Scientific evidence points ‘unequivocally’ to the need for decisive action to protect Canadians from the adverse health effects of traffic-related air pollution, according to a new report prepared by doctors calling for a shift to electric vehicles and to greener and more walkable cities.

Such a transition will produce “tremendous health benefits,” say members of the Canadian Association of Physicians for the Environment (CAPE), in a report that summarizes nearly 1,200 research studies published between 2015 and 2020.

A “striking” amount of evidence links traffic pollution to poor health, Jane McArthur, co-author of the report and campaign manager with CAPE, told The Globe and Mail.

Studies show that the diverse and profound health effects of vehicle emissions extend far beyond the established link with respiratory conditions “to encompass cardiovascular and neurological problems, allergies and adverse effects related to cancer and pregnancy,” reports the Globe.

“In 2021, Health Canada estimated that air pollution contributes to 15,300 premature deaths each year across the country. And for major Canadian population centers, where emissions from power generation and other industries have declined, traffic has played an increasing role as a source of emissions,” the report said.

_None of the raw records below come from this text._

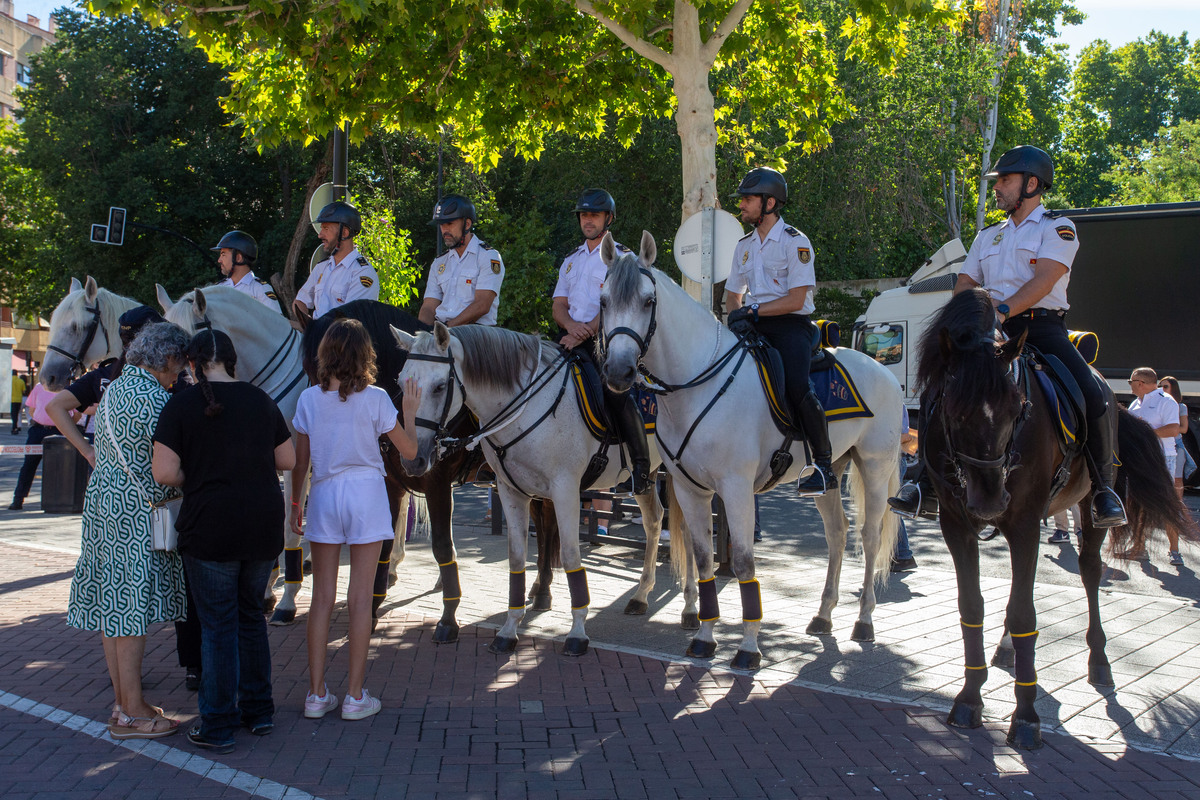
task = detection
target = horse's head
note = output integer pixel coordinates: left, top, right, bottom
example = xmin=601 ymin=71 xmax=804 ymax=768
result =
xmin=38 ymin=276 xmax=111 ymax=392
xmin=598 ymin=230 xmax=658 ymax=392
xmin=390 ymin=323 xmax=463 ymax=476
xmin=918 ymin=289 xmax=1028 ymax=521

While emissions reductions are already considered necessary to meet climate targets, the Globe says the report highlights additional health benefits “that would arise from reduced emissions of nitrogen oxides, volatile organic compounds and fine particles associated with vehicles, among other substances that can wreak havoc on the body.”

“It affects every system in the body and affects the entire population,” CAPE director Samantha Green, a physician with Toronto’s Unity Health Network, told The Globe.

According to the report, one-third of Canadians live within 250 meters of a major road and therefore face high health risks from traffic-related air pollution. “Much of this risk falls unequally on low-income individuals and families who are more likely to live in areas with poorer air quality,” reports the Globe.

The study also clearly shows how the ills of traffic pollution are straining the public healthcare system, Green said, adding that moving quickly to make communities greener and more walkable would bring “tremendous benefits.” for health”.

To achieve these gains, the CAPE report recommends the creation of low-emission zones in cities – where electric vehicles, bicycles and public transport would be prioritized, as well as “tighter rules on fuel content and type of vehicle”.

Planting trees and shrubs along busy roads would help protect adjacent neighborhoods from traffic pollution, while better ventilation systems in buildings would protect interior spaces.

Stressing that traffic-related air pollution is a systemic problem that “simply cannot be solved at the individual level,” Green urged Canadians to take action to protect air quality and their quality. of life. “If an individual is concerned about this issue, they should demand action from their politicians.”